Eve snatched up Hannah Wade’s death photos. “You killed this child. And you’ll pay for it.”
“I’m—I’m calling a lawyer.” But tears were swimming in her eyes, gathering in the corners, ready to spill. “This is harassment.”
“You call this harassment?” There was no humor in Eve’s smile. It sliced like a thin-bladed axe. “Don’t get me started. You’ve got twenty-four hours to turn yourself in. You come in, you turn evidence, and I’ll push for an on planet rehabilitation facility. I come after you in twenty-four hours and one minute, you go into a concrete cage off planet. You’ll never see real daylight again.”
Eve looked at the time. “Five-twelve tomorrow. Not a minute more.”
Chapter 17
Eve knew she’d shaken Clarissa Price, and shaken her hard. She also knew Price wouldn’t be calling any lawyer unless he was Purity approved. But she would call Dwier.
She’d seen the horror on Price’s face when Price had looked at the crime scene photos of Hannah Wade. There had been shock and disbelief along with it, but it was the horror that would continue to surface. That would eat at Price until she woke screaming in the night.
To keep herself from doing the same, Eve knew she had to do what came next, take the next steps. Focus on the work. That’s what she told herself when she pinned the latest photos to the case board in her office.
She couldn’t allow her own horror to surface again, to have it slam into her belly as it had when she’d stepped into Greene’s Park Avenue condo. The horror that had taken her back, for an instant, to a small, freezing room in Dallas, where the blood had reeked and the knife, covered with it, was clutched in her hand.
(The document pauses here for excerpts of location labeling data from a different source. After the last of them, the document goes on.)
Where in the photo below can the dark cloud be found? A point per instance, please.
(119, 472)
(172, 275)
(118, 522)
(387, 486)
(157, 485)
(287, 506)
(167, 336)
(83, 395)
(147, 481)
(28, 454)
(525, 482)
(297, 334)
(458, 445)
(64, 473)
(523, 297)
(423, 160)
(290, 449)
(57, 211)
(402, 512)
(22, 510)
Roarke came in, closed the door. Locked it.
“I need the whole team in here, except for Jamie, to update them on the latest homicides.”
“In a minute.” He crossed to her, took her shoulders, turned her to face him. Her eyes were shadowed. Some was fatigue, he knew. But most of it was the nightmare.
“I can see it in you.” He pressed his lips to her brow. “The pain from it.”
“It’s not getting in my way.”
“No, can’t have that, can we? Hold on for a minute, Eve. Just for a minute.”